ID289 - AR Past Due More than Usual Overview & Sample

Letting a customer who is having cash flow issues get deeper in the hole is not doing any favors for either company. They may end up being forced to move service to a competitor when they can no longer pay your bill. This alert will warn when a customer's payments are later than normal, perhaps they normally pay 40 days late and now the average is 60.

It might make sense to also have this alert go to the sales person on the account. Could a customer with new cash flow issues be a prospect for a contract rewrite or a cost saving measure such as adding printers?

Alert triggers on unpaid invoices that are going beyond this customers normal average days to pay. We recommend sending daily to the AR person listing all new invoices to your customers who have invoices older than than (VarX=2) 2 times their normal ratio of days to pay. This only sends an alert once on each invoice.

Please note this alert will not pick up all the invoices past due on a daily basis. Please see alert ID21 to ensure past due customers are being contacted.

Alert set up to only report the new invoices that meet the criteria set in the variables.
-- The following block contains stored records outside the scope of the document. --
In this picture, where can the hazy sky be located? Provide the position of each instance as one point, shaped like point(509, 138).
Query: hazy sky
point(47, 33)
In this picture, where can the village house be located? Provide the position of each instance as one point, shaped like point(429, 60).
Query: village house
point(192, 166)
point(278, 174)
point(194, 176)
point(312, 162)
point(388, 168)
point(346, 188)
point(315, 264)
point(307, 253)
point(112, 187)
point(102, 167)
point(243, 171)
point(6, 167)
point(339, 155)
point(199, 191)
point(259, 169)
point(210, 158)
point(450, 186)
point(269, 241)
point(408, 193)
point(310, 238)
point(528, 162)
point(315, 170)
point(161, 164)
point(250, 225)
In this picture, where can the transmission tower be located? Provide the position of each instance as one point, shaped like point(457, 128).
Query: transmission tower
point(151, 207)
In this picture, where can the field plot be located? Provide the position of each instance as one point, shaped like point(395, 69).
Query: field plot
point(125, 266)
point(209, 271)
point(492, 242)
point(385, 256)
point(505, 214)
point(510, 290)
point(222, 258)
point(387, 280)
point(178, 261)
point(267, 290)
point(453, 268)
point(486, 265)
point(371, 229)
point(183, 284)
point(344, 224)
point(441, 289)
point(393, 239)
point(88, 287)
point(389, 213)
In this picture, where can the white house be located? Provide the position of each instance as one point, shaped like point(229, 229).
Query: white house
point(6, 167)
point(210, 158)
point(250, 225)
The original intention of this was to alert on customers that have an invoice slipping past 2 (or variable X) times the average days they normally pay within. It's a heads up to your collections person to get on a call with the customer and find out. If customer normally pays within 10 days of the due date then this alert is telling you the invoice being reported is now 20 days past the due date. It will not report them again since it would make sense that your normal collection process would begin calling on them. 

Variable Explanation:

VariableW = # of days past payments should be averaged over –This looks back specified number of days to calculate average days each customer pays their invoices within.  If set too low you may miss the last quarterly or semi-yearly payments.  We recommend 180 or 360 but it must not be set lower than 90 days.

VariableX = Ratio of days past due 2= two times the customer average days to pay.  So if your customer averages payment within 20 days of the due date the system would alert you when they had an invoice over 40 days past due. We recommend a setting of 2 or 3.

VariableY = Minimum # of days from the invoice date they are past due.  Using an example of 15 the alert will not alert you unless the invoice is at least 15 days past the invoice due date.  This was added for those who use terms of due upon receipt. So if you had a customer that averaged 5 days to pay and variable X was 2 times the average or 10 days, they would not show up until the invoice due date was at least 15 days past due. 

Variable1 = Gives you the ability to exclude certain CustomerTypes, this is not a recommended practice UNLESS you are not responsible for collecting on those invoices and have no ability to encourage payment. Even then we can make a strong argument for wanting to know about changes to those payment habits...



The very first email produced will have ALL your past due accounts and may be a long list (especially if most of your invoices terms are due upon receipt). After that it will only report the new accounts that meet the criteria.

New customers won't be reported on since there is no payment history to calculate average days past due. After the first invoice is paid, then the alert will report on that customer compared to the average.

The output is sorted by Ratio of Days Past due in descending order. Also it is written ONLY for SQL version 2005 or higher.